At that time, at the age of 59, she was considered to have time on her side. In 2022, the time seems to have arrived for a woman tribal candidate to occupy the highest office in the country, the beating heart of the Indian Republic, so to speak.
When she was born in 1958, in the district of Mayurbhanj in Odisha, there was nothing to foretell that she was headed to the Rashtrapati Bhavan. She was educated at the Unit II High School and Rama Devi College (now University), both in Bhubaneswar.
She went on to work as a junior assistant in the State Irrigation and Power Department from 1979 to 1983, and then as a teacher at Sri Aurobindo Integral Education Centre at Rairangpur till 1997.
It was during her stint in Rairangpur that she got interested in politics and joined the Bharatiya Janata Party (BJP). In 1997, she was elected to the Rairangpur Corporation and became the Vice-Chairperson of the civic body.
Her political rise has since then been steady. It was a time when the BJP was in an alliance with the Naveen Patnaik-led Biju Janata Dal. In 2000, as the parties contested together, Ms. Murmu won her first Assembly election.

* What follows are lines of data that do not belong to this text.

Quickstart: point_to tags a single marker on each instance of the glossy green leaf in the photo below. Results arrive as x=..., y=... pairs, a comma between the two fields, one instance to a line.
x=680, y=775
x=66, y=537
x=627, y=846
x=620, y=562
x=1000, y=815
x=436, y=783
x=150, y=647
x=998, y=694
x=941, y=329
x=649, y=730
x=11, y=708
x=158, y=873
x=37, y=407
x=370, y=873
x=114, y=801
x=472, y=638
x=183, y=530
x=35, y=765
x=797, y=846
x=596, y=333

When the coalition came to power, she was chosen to be a Minister, first for Transport and Commerce and then for Fisheries and Animal Husbandry.
She was given independent charge, a rare responsibility for a first-time MLA. When the alliance between the BJP and the BJD ended, Ms. Murmu continued to nurture her constituency, Rairangpur, and despite a Naveen Patnaik wave in 2009, she managed to retain her seat.

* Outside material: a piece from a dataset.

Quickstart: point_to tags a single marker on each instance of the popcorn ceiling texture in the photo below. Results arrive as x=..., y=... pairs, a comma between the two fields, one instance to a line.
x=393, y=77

But this was also the year that she suffered the loss of her 25-year-old son, which she later said in an interview plunged her into depression, and drew her close to spirituality.
The personal tragedies, however, were not to end. She lost her second son in 2013, and her husband, Shyam Charan Murmu, a bank official, in 2014, leaving her with her daughter, Itishree Murmu.

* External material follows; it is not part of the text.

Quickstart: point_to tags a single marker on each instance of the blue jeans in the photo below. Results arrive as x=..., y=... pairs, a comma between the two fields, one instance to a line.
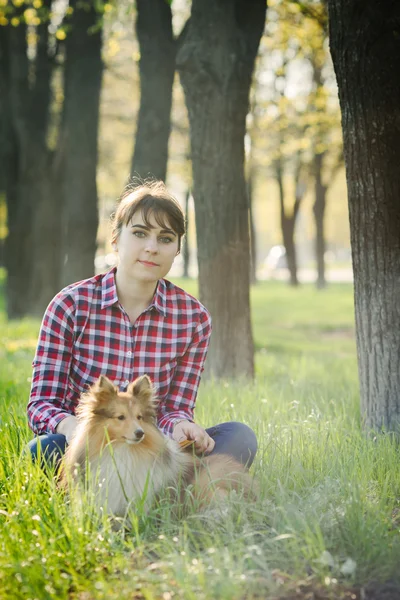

In 2015, Ms. Murmu was appointed Governor of Jharkhand. It was never an easy assignment for the occupant of the Raj Bhavan in Jharkhand, the State born out of a people’s struggle to foreground the political and social rights of tribal communities.
There were frequent changes of government and MLAs often switched loyalties. Ms. Murmu, however, created a record of being the first Governor to complete a full term and then served an an extra year before exiting the office in 2021.
When Ms. Murmu became Governor, there was a BJP government in Jharkhand. The Raghubar Das-led government brought in two Bills to amend the Chota Nagpur Tenancy Act, 1908, and the Santhal Pargana Tenancy Act, 1949. These amendments related to allowing conversion of land use in tribal areas from agriculture to commercial purposes, and set off a major uproar among tribal groups and civil society.
These Acts were articles of faith in the battle for land rights and rights over natural resources for tribal communities, fought and won in the teeth of opposition and against the British colonial rule. To amend these Acts was akin to a reversal of any gains made by tribal people in terms of land rights.
Ms. Murmu as Governor, someone constitutionally empowered to intervene in issues related to scheduled areas, soon intervened and rejected the two Bills when they were presented to her, an act which won her approbation from the Opposition, with current Chief Minister Hemant Soren lauding her for her “sensitivity” for “providing a balm to society that was on the boil for the last six months”.
When the government changed in Jharkhand in 2019, Mr. Soren and Ms. Murmu managed a good working relationship. Ironically, Mr. Soren is part of the Opposition grouping, which has announced former Yashwant Sinha, a former Finance Minister (in the Vajpayee-led NDA government) as its presidential candidate.
The distance travelled by Ms. Murmu, from Rairangpur to the Raisina Hills, is akin to the lonely, tough furrow ploughed by tribal communities in India, who, despite being at the forefront of India’s struggles against the British colonial rule, had to wait till the Republic’s 75th anniversary to get its shot at the top job.